Thanks to 4oD (that’s Channel 4’s on-demand service for lay people) you can now go and check those glory days out, and episode 3 of the first series is particularly exciting because it has the line-up of Stephen Fry, Peter Cooke, John Sessions and Josie Lawrence, all of them extremely talented men. Apart from Josie Lawrence who is not a man and is of questionable talent from what I’ve seen (though do prove me wrong if she’s been especially brilliant in something at any time).

The episode is a revelation: it’s dismal. I mean, the whole programme is obviously about as ill-concieved as it could be – the way the performers lounge on conference seats at the back of the stage and saunter forward for each skit in a kind of apathetic, mock-reluctant way… or the way Clive Anderson really seems to have no idea what is going on and certainly has failed to explain the games to the actors before and during the show… or the games themselves, in many cases – but leaving that aside, surely the brilliance of Cooke, Fry and Sessions combined can only be heart-stoppingly hilarious?

Uh-uh. Watch it if you don’t believe me. Fry comes out with the occasional prepared jokes (“my name’s Richard, but I’m more of a Dick”), when Cooke is left alone to talk in character there is more than a shadow of his early greatness in evidence, and Sessions, as always, gives virtuosic displays of verbal dexterity. Even Josie Lawrence comes up with a funny costume. But this is not a Stephen Fry monologue, or Peter Cooke sitting on a bench extemporising, or the John Sessions show (though he clearly thinks it is): the performers are given situations to act, stories to tell, things to achieve, and they singularly fail every time, as if doing a funny voice and remembering the scene you’re in are totally incompossible. They take long pauses while they try to think of something funny to say; when they think of something funny to say that fits neither the scene or the character they are playing they go ahead and say it anyway; they fail to end sketches, talking long after Clive Anderson’s impotent buzzer has heralded the end of what they’re doing (usually way too early or way too late). Similarly they talk over each other like it’s a big upstaging contest, and don’t listen to what else has been said in each scene as if they’re all acting in individual soundproof boxes.

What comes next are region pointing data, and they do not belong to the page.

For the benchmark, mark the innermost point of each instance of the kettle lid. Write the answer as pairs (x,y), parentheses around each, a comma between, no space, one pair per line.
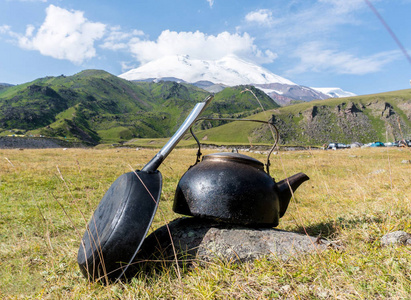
(234,157)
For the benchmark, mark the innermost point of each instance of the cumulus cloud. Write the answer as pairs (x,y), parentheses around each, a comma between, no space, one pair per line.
(262,17)
(118,39)
(64,35)
(200,46)
(318,58)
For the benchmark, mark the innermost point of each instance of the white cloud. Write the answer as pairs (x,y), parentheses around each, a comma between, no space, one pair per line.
(64,35)
(199,45)
(119,40)
(315,57)
(262,17)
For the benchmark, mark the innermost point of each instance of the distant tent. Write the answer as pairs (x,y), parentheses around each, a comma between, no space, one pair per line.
(356,145)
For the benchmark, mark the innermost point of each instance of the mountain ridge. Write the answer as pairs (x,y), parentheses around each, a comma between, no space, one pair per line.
(228,71)
(95,107)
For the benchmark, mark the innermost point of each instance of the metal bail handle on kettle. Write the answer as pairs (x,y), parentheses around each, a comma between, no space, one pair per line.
(234,188)
(269,122)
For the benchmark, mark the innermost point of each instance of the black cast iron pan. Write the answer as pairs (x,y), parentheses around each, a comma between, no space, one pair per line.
(124,215)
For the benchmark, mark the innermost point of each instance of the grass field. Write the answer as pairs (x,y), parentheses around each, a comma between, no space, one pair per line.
(354,197)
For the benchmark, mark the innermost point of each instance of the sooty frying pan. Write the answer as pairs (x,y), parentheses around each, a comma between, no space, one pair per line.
(124,215)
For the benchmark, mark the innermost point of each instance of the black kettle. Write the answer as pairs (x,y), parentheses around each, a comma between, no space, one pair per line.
(234,188)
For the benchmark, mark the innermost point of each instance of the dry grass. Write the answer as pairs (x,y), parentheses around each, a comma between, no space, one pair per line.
(354,197)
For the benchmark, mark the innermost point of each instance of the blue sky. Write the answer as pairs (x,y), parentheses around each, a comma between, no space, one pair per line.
(322,43)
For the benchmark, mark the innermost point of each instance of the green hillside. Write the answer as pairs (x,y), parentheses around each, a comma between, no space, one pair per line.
(379,117)
(96,107)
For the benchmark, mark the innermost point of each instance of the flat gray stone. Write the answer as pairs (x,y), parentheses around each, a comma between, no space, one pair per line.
(205,240)
(396,238)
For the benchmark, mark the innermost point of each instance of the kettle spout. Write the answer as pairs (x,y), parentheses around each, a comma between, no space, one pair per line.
(287,187)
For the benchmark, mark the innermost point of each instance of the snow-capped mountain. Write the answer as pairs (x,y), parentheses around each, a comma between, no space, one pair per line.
(334,92)
(228,71)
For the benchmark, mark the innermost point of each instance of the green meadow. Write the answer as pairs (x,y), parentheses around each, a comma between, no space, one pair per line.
(353,198)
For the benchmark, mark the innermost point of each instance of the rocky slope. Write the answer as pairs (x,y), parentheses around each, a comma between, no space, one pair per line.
(381,117)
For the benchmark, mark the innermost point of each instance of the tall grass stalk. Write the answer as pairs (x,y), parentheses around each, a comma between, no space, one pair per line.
(354,197)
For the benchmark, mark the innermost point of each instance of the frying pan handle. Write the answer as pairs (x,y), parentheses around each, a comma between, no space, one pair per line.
(155,162)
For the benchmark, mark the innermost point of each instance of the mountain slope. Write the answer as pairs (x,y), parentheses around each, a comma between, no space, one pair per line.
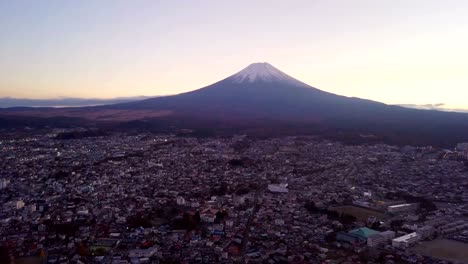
(267,100)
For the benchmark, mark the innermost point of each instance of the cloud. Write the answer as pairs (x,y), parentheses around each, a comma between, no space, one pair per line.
(64,101)
(438,107)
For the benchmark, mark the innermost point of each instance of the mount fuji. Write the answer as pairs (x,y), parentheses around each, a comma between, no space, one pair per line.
(258,91)
(263,99)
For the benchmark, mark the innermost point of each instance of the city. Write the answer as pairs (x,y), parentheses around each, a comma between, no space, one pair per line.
(162,198)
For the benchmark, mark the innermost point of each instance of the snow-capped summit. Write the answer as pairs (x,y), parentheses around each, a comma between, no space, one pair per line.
(262,71)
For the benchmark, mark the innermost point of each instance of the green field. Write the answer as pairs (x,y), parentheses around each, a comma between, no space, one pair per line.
(360,213)
(444,249)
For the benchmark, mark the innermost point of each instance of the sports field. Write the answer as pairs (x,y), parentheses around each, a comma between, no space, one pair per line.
(360,213)
(444,249)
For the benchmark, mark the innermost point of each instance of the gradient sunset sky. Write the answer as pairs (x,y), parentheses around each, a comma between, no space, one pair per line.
(393,51)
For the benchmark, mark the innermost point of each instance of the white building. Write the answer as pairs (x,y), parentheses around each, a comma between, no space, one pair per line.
(406,240)
(381,238)
(425,231)
(180,200)
(3,183)
(32,208)
(278,188)
(19,204)
(403,208)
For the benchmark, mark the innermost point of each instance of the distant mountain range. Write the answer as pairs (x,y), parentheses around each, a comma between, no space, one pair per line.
(262,100)
(439,107)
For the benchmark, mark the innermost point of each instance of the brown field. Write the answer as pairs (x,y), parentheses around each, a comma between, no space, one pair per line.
(444,249)
(360,213)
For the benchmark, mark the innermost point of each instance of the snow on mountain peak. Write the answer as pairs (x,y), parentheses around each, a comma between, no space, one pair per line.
(262,71)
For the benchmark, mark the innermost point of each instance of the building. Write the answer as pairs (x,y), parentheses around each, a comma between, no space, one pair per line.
(425,231)
(406,240)
(356,236)
(381,238)
(3,183)
(19,204)
(403,208)
(278,188)
(180,200)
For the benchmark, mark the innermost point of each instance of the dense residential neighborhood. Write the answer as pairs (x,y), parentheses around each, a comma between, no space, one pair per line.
(162,198)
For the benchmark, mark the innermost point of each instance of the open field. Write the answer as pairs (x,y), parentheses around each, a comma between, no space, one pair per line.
(444,249)
(28,260)
(360,213)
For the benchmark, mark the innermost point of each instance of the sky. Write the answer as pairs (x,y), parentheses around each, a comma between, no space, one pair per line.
(392,51)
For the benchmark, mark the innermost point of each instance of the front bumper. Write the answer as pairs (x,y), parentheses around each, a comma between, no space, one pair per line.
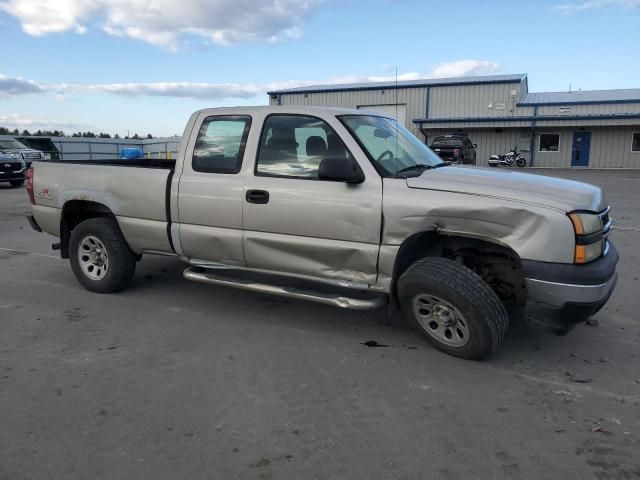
(560,296)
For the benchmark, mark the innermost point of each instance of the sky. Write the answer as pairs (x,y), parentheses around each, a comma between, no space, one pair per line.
(144,66)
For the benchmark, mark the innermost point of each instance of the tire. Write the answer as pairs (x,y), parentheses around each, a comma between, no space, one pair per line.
(101,259)
(438,295)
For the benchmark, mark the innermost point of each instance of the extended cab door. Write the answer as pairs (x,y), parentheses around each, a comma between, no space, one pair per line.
(210,190)
(296,223)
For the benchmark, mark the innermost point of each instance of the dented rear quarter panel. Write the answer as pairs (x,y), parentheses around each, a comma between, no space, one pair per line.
(136,196)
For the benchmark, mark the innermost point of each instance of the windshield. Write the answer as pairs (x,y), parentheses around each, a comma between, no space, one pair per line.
(393,149)
(11,144)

Put succinctly, all they’re doing is lazily showing off, and whilst it yields the occasional chuckle when somebody does say something funny, the rest of it is car-crash television of the worst order. Indeed, it even redeems Paul Merton and his chums a little, because with one notable exception (that’s you, Andy Smart) they did at least seem to know what they were doing and attempt to hold scenes together a bit. (Nor did they broadcast it on national television, though they did charge me fifteen quid for it.)

There are plenty of books written about good improvisation – obviously it’s a bit late to push any of them towards the Whose Line team, but in any case it’s not rocket science – did nobody think to explain the games to the actors, or to practice them a bit? Is teamwork such a bizarre concept for someone who likes to ad-lib?

Before anybody accuses me of being a snob about my own “field of performance” (as the UK comedy guide Chortle once did) – damn right I’m a snob about it, and that’s not even remotely to suggest that any of the shows I have been involved in have neared the kind of brilliance I believe is possible in improv, it’s just to say that there’s no excuse for lazy, shoddy improvisation, especially the kind that costs £15. A student of mine was showing an interest in the subject the other day and I showed him one of the brief video clips on the Uncertainty Division website; again, far from perfect, but he thought it was scripted. It’s hard to imagine somebody making the same mistake about the antics of Messrs Fry, Cooke, Sessions and the other one.